Em vez de condenar o tempo de tela em si, a análise científica concentra-se no jogo descontrolado. Quando os adolescentes perdem o controle sobre seu comportamento em relação aos jogos, desenvolvem um desejo extremamente forte de jogar videogames ou continuam jogando apesar das consequências negativas na escola, os especialistas se referem a isso como um transtorno de jogo. De acordo com o estudo, esse comportamento compulsivo é exatamente o que leva a resultados mensuravelmente piores em testes cognitivos. Os adolescentes afetados apresentaram grandes deficiências no raciocínio lógico, na memória de longo prazo e nas habilidades visuoespaciais e verbais. Adolescentes com dependência de jogos também cometeram significativamente mais erros em decisões rápidas sob pressão de desempenho.
No entanto, quando os adolescentes jogam com um objetivo claro e mantêm o controle, o tempo dedicado aos jogos, por si só, pode até ter efeitos ligeiramente positivos no desempenho cognitivo. Um adolescente que passa horas profundamente concentrado em um jogo de estratégia complexo se comporta de maneira muito diferente de alguém que joga por pura compulsão. Utilizando testes psicológicos e motores validados, bem como modelos modernos de equações estruturais, os pesquisadores liderados pelo Dr. David Willinger conseguiram, pela primeira vez, separar claramente os efeitos do tempo dedicado aos jogos e do comportamento viciante.

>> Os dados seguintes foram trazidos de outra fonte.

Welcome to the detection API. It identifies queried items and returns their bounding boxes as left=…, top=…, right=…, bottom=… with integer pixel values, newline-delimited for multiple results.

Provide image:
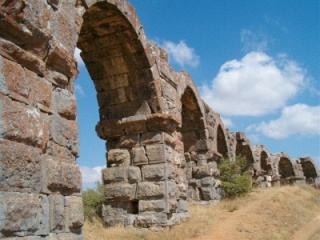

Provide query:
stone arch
left=179, top=87, right=207, bottom=153
left=260, top=151, right=272, bottom=175
left=216, top=124, right=228, bottom=158
left=235, top=132, right=254, bottom=171
left=278, top=156, right=294, bottom=178
left=299, top=157, right=318, bottom=183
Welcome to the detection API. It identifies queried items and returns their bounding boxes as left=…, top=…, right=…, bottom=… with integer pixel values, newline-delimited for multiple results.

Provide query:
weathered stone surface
left=0, top=0, right=318, bottom=234
left=146, top=144, right=175, bottom=164
left=105, top=183, right=137, bottom=201
left=116, top=134, right=140, bottom=148
left=102, top=166, right=141, bottom=184
left=0, top=140, right=41, bottom=192
left=49, top=194, right=66, bottom=233
left=178, top=199, right=188, bottom=212
left=42, top=158, right=81, bottom=193
left=0, top=192, right=49, bottom=238
left=132, top=146, right=148, bottom=166
left=49, top=115, right=79, bottom=156
left=135, top=213, right=167, bottom=227
left=136, top=182, right=165, bottom=200
left=142, top=164, right=176, bottom=181
left=107, top=149, right=131, bottom=166
left=65, top=196, right=84, bottom=231
left=0, top=94, right=49, bottom=149
left=102, top=201, right=138, bottom=217
left=139, top=199, right=166, bottom=212
left=53, top=88, right=77, bottom=120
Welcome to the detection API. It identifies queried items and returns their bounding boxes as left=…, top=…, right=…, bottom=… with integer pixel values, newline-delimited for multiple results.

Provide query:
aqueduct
left=0, top=0, right=318, bottom=240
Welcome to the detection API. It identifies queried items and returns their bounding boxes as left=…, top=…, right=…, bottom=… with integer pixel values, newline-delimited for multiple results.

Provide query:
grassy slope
left=84, top=186, right=320, bottom=240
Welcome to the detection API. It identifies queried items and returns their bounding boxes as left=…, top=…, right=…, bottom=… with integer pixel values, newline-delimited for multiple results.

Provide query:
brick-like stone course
left=0, top=0, right=318, bottom=240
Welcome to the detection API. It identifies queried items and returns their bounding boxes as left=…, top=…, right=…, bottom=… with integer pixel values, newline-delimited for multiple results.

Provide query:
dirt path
left=192, top=190, right=320, bottom=240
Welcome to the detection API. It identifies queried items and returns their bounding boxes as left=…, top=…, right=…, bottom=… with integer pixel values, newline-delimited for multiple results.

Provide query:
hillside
left=84, top=186, right=320, bottom=240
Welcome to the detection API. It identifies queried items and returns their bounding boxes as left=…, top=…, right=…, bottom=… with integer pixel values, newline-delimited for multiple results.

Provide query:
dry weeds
left=84, top=186, right=320, bottom=240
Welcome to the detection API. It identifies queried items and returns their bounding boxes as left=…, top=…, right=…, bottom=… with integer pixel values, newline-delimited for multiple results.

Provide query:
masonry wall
left=0, top=0, right=317, bottom=239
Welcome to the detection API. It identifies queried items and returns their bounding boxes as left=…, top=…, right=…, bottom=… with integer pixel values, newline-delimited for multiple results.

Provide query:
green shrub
left=219, top=156, right=252, bottom=197
left=82, top=182, right=105, bottom=221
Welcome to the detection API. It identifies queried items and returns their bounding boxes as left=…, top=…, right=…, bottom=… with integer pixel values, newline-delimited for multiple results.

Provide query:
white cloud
left=200, top=52, right=306, bottom=116
left=80, top=166, right=106, bottom=183
left=74, top=84, right=85, bottom=96
left=74, top=48, right=84, bottom=67
left=248, top=104, right=320, bottom=139
left=163, top=40, right=199, bottom=68
left=240, top=29, right=268, bottom=52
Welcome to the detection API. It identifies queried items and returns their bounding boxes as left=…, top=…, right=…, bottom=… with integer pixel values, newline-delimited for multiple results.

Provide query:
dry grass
left=84, top=186, right=320, bottom=240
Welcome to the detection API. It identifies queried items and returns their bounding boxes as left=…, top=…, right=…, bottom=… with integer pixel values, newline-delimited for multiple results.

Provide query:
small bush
left=219, top=157, right=252, bottom=197
left=82, top=182, right=104, bottom=221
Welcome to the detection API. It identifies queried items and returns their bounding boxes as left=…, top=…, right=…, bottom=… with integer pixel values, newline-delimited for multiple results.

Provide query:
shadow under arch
left=299, top=157, right=318, bottom=183
left=78, top=1, right=156, bottom=126
left=236, top=132, right=254, bottom=171
left=178, top=87, right=205, bottom=152
left=217, top=124, right=228, bottom=158
left=260, top=151, right=272, bottom=175
left=278, top=156, right=294, bottom=185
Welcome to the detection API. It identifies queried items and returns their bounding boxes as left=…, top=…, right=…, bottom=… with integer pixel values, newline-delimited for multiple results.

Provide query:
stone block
left=135, top=213, right=167, bottom=228
left=42, top=158, right=81, bottom=194
left=192, top=165, right=214, bottom=178
left=49, top=194, right=65, bottom=233
left=65, top=196, right=84, bottom=231
left=121, top=115, right=147, bottom=135
left=165, top=180, right=179, bottom=199
left=201, top=177, right=215, bottom=187
left=146, top=144, right=175, bottom=164
left=200, top=187, right=221, bottom=201
left=177, top=199, right=188, bottom=212
left=53, top=88, right=77, bottom=120
left=136, top=182, right=165, bottom=200
left=107, top=149, right=131, bottom=166
left=0, top=140, right=41, bottom=192
left=139, top=199, right=166, bottom=213
left=195, top=139, right=212, bottom=152
left=105, top=183, right=139, bottom=201
left=132, top=146, right=148, bottom=166
left=56, top=232, right=84, bottom=240
left=46, top=141, right=76, bottom=164
left=117, top=134, right=140, bottom=148
left=0, top=192, right=49, bottom=238
left=96, top=119, right=125, bottom=140
left=141, top=132, right=176, bottom=146
left=128, top=166, right=141, bottom=183
left=0, top=39, right=46, bottom=76
left=46, top=41, right=78, bottom=78
left=147, top=113, right=179, bottom=133
left=161, top=79, right=177, bottom=102
left=0, top=55, right=30, bottom=98
left=49, top=115, right=79, bottom=156
left=141, top=163, right=176, bottom=181
left=102, top=201, right=138, bottom=217
left=102, top=167, right=128, bottom=184
left=0, top=95, right=49, bottom=149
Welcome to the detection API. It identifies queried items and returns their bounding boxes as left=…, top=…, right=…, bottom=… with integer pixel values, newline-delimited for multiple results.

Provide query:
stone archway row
left=0, top=0, right=317, bottom=240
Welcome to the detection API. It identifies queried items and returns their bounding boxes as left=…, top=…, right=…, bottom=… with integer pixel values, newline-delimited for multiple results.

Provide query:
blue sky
left=75, top=0, right=320, bottom=187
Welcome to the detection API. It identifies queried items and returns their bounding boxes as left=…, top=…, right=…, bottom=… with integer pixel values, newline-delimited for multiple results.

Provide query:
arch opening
left=236, top=141, right=254, bottom=171
left=278, top=157, right=294, bottom=179
left=179, top=87, right=205, bottom=153
left=78, top=2, right=155, bottom=122
left=260, top=151, right=272, bottom=175
left=217, top=124, right=228, bottom=158
left=301, top=161, right=318, bottom=180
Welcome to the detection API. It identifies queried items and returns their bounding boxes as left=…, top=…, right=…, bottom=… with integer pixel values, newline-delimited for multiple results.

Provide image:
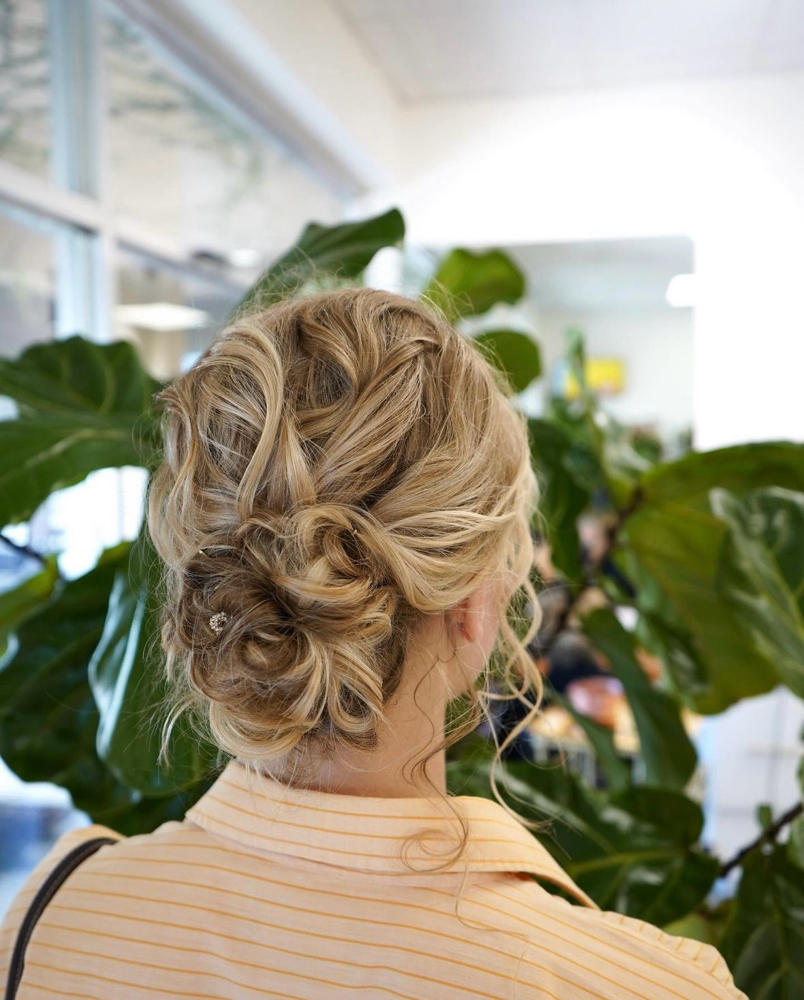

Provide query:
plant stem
left=720, top=802, right=804, bottom=878
left=0, top=531, right=47, bottom=566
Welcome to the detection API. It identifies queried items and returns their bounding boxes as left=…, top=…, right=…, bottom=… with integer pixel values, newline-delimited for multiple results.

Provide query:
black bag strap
left=5, top=837, right=117, bottom=1000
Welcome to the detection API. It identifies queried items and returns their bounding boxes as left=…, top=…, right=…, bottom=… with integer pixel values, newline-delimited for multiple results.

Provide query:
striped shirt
left=0, top=761, right=747, bottom=1000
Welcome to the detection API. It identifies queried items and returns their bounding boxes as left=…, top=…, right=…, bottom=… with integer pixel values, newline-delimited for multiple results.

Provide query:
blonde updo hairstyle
left=149, top=288, right=542, bottom=828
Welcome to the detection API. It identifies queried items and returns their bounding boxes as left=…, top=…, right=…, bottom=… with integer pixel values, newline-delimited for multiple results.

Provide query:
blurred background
left=0, top=0, right=804, bottom=960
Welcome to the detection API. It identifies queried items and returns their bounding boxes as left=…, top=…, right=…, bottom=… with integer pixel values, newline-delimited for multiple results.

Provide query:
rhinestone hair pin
left=209, top=611, right=229, bottom=635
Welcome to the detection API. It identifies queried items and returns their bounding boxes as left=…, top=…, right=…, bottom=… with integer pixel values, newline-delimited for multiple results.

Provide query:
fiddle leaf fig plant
left=0, top=209, right=804, bottom=1000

O gênero do videogame também desempenha um papel importante no desenvolvimento cerebral. De acordo com a análise, RPGs e jogos de estratégia com elementos complexos de construção e planejamento promovem as habilidades lógicas e verbais dos jogadores. Por outro lado, jogos de tiro em ritmo acelerado e orientados para a ação apresentaram a relação mais clara com a gravidade de um possível transtorno de jogo na internet. Os pesquisadores, portanto, alertam veementemente contra a ideia de tratar o jogo intensivo como um risco cognitivo generalizado, mas defendem uma análise muito mais matizada dos padrões de uso individuais.